Secretary of Health and Human Services, Kathleen Sebilius with Dr. Howard Koh (Assistant Secretary for Health (far left)), Jeff Crowley (National AIDS Policy), and White House Domestic Policy Advisor Melody Barnes.  Photo/CD Brown.

“We can’t afford complacency", said Sebilius. "Not when in the ten minutes I’ve been talking to you, another American has just contracted HIV. “That’s why our strategy calls for aggressive efforts to educate Americans about how dangerous this disease still is and the steps they can take to protect themselves and their loved ones.”

The administration has committed to providing $30 million from the Affordable Care Act’s Prevention Fund in its efforts - an amount that some - including communications director of the AIDS Healthcare Foundation Ged Kenslea say falls way below the mark. 

"The strategy is to test, and treat", said Kenslea.  "But there's not funding put forth.  They're going to be pulling from some states to put money in other states.  What they really need to do is appropriate more funding."

Kenslea who held a press conference at the National Press Club directly following the White House announcement, told us that while he disagrees with the amount of funding being provided, he says the overall strategy is wise.

"Many of elements of the strategy are very prudent, are very wise.  But it's got to backed up with resources to do that. 

In an address in the East Room of the White House later that day, President Obama addressed an audience where he acknowledged such cuts.

"Now, I know that this strategy comes at a difficult time for Americans living with HIV/AIDS, because we’ve got cash-strapped states who are being forced to cut back on essentials, including assistance for AIDS drugs. I know the need is great.

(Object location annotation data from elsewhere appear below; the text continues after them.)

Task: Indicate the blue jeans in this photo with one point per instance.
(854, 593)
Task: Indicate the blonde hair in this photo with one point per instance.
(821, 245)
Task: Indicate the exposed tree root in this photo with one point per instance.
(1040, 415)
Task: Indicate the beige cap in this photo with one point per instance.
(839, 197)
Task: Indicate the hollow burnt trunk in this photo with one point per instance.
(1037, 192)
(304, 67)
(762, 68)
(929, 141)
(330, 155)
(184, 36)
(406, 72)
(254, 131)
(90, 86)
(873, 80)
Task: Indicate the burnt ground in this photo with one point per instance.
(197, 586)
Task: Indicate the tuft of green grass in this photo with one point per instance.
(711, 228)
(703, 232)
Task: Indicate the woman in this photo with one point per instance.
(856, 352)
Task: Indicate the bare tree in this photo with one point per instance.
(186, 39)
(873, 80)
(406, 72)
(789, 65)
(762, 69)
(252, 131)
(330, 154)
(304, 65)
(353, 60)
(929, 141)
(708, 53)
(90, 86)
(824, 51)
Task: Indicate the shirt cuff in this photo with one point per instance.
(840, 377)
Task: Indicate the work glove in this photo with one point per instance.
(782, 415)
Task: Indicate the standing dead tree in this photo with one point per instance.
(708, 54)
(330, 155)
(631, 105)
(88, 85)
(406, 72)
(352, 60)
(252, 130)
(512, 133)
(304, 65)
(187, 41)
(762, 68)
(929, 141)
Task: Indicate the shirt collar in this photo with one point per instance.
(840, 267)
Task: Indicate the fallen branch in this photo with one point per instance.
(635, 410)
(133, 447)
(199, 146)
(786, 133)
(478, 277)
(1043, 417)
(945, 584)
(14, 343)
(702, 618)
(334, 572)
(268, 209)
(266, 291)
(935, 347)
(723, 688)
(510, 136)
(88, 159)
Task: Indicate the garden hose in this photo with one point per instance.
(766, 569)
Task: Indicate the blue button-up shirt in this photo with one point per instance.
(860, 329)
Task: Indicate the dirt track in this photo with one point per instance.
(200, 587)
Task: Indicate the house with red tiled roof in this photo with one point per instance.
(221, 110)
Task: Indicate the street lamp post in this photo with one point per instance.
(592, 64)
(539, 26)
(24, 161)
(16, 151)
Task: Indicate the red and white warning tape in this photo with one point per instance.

And that’s why we’ve increased federal assistance each year that I’ve been in office, providing an emergency supplement this year to help people get the drugs they need, even as we pursue a national strategy that focuses on three central goals."

South Carolina, is one of those states hit hard by budget cuts, making it difficult for many AIDS patients to receive access to medications. 

Kenslea said that states like both South Carolina and Florida (ranked third in highest AIDS cases, with D.C. ranking the highest in AIDS related cases) have well over 2200 people who are waiting lists for life-saving drug treatment and says the $25 million dollars proposed in the strategy will roughly cover those 2200 people alone.

"That money is already out the window", Kenslea.  "That money will barely get those people off the list."

Congresswoman Donna Christensen while citing that having a national AIDS strategy has long been overdue,  says "Congress is really going to have to step up the plate, though, and provide adequate funding if we're really going to meet the goals laid out here." 

HousingWorks CEO, Charles King (center).  Photo/CD Brown.

HousingWorks CEO, Charles King, who interrupted President Obama during his speech, called the strategy "flawed", and "a step backwards in combating HIV and AIDS in the United States."

"I am astonished that, after 15 months of intensive study by his administration, the President believes that the U.S. is only capable of reducing annual HIV infections by 25 percent", said King.  "Would President Obama suggest that we only clean up 25 percent of the Gulf oil spill? Never."

King says the U.S. has the tools to prevent the virus dramatically with more resources.  "This report does a disservice to America's young people and people of color, who are most at risk."